Brown the meat in the oil on medium-high heat.


Once the meat is seared, add the onions.



Saute the onions until they begin to take on some color.  Then add 2.5 cups water, bring to a boil, and lower to a simmer.  Allow the onions and meat to simmer until the beef is nice and tender.  Then add the rest of the vegetables.





Let the vegetables simmer until tender (about 10-15 minutes).  Then add the sauce cubes, and let simmer for a few minutes to thicken.


Serve with rice.


And onto the third part of our dinner – the star of the night.  It also had little preparation, so I can’t take too much credit.  For the sashimi course we served sushi grade tuna.  One of the many benefits of vacationing in the Outer Banks of North Carolina is access to great, often cheap, fresh seafood.  Here is the piece we bought.
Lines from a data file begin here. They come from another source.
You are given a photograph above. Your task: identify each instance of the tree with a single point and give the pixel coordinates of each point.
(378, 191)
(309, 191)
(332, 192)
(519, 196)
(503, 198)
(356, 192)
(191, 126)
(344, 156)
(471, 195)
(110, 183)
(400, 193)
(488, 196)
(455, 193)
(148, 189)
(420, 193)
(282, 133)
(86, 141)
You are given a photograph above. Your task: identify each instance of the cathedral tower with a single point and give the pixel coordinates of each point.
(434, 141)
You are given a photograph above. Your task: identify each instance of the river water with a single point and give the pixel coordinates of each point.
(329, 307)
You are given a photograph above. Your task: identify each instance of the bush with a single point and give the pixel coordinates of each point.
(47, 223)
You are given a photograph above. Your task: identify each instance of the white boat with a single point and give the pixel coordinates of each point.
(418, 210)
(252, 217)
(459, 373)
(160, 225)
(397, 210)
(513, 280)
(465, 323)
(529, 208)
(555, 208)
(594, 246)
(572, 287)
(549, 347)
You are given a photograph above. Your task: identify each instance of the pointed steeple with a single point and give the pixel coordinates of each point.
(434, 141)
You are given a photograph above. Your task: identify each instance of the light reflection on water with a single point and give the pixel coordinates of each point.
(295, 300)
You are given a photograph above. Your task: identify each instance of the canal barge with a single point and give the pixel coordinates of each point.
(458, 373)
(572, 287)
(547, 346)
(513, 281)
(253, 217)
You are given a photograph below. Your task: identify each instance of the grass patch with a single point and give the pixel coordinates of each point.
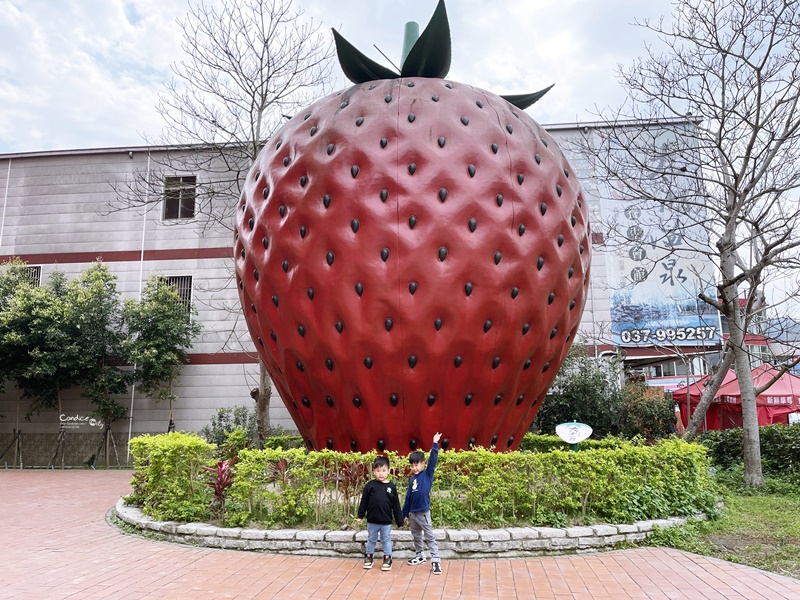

Gorgeous, right?  All I had to do was slice it up.  I could try to describe how I cut the tuna, but it would be a disservice to Japanese cuisine.  Slicing sashimi and sushi requires precision and is a real art form at its peak.  But… that being said… just slicing up some great fish pretty thin will be delicious regardless.


The pile of fish cut into chunks was set aside for a tartare the next day.  Of course.



For dipping purposes, I served the tuna with soy sauce with ginger and daikon.




The Verdict?  All thumbs up from my fellow vacationers.  The miso soup was a nice start to the meal – light, flavorful, and simple.  The curry was great.  It is not as spiced (in heat or flavor) as an Indian curry might be, but is full of complex flavors – it manages to taste like curry and soy sauce at the same time… it’s wonderful.  The sashimi was a crowd pleaser.